P.S. Not going to hand feed you on your first post. You should do more work than I do in order to learn something.


----------



## 480sparky (Jan 2, 2022)

You should learn how to light subjects properly than to just try to copy what you see.  Without understanding how what you see worked to begin with, you won't learn much very fast.


----------



## NoobForPhotography (Jan 5, 2022)

zombiesniper said:


> Search single light. Single light with reflector. Key and fill lighting.
> 
> Those images can be accomplished with any three of the methods mentioned and more.
> 
> ...


thank you for the practical information.
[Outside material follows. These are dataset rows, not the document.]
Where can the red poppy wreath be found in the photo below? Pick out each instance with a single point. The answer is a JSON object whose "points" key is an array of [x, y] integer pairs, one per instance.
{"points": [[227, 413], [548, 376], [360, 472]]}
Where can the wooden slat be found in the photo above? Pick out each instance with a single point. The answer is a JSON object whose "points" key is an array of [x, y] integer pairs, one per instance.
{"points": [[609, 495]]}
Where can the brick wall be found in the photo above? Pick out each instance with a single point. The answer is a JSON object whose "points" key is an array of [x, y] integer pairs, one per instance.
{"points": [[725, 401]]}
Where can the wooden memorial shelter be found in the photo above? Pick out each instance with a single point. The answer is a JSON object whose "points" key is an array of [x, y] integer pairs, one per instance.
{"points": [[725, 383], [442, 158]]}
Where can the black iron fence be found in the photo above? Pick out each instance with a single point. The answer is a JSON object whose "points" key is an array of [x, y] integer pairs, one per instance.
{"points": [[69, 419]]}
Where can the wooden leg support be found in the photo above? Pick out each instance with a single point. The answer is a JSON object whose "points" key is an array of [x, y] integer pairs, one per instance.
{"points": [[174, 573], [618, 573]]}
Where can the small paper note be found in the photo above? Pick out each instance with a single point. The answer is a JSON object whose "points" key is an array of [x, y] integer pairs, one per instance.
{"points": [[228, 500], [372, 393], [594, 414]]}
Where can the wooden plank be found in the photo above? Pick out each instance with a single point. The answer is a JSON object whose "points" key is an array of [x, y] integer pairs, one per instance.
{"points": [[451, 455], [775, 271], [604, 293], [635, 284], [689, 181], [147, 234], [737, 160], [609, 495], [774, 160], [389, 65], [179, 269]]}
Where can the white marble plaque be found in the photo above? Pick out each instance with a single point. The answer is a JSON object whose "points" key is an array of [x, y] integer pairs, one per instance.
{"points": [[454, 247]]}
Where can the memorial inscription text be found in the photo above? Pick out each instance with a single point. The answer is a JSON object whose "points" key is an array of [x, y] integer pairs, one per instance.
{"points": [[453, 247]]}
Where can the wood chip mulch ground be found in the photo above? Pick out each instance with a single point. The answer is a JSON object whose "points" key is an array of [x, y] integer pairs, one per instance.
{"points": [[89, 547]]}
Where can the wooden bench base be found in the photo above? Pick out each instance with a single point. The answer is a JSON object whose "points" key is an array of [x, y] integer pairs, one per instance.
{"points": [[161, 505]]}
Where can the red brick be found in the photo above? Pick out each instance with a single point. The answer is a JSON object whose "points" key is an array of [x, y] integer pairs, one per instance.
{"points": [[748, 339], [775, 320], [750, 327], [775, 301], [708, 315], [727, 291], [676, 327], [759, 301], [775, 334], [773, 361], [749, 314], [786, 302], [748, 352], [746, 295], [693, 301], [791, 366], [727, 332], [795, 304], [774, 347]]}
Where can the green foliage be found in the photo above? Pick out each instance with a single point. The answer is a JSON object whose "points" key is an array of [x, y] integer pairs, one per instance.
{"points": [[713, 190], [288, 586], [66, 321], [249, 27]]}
I will google why room size matters


----------



## fotodoug (Jan 12, 2022)

NoobForPhotography said:


> Please look at this video and tell me your opinion:
> 
> 1. how many lights would you use to achieve similar results?
> 2. what kind of lights?
> ...


Go ahead and try to copy...the attempt alone will teach you volumes!


----------



## NoobForPhotography (Jan 12, 2022)

I attempted to do it with some ikea lights... one blueish in the front and one yellowish in the back

Any advice?


----------



## NoobForPhotography (Jan 12, 2022)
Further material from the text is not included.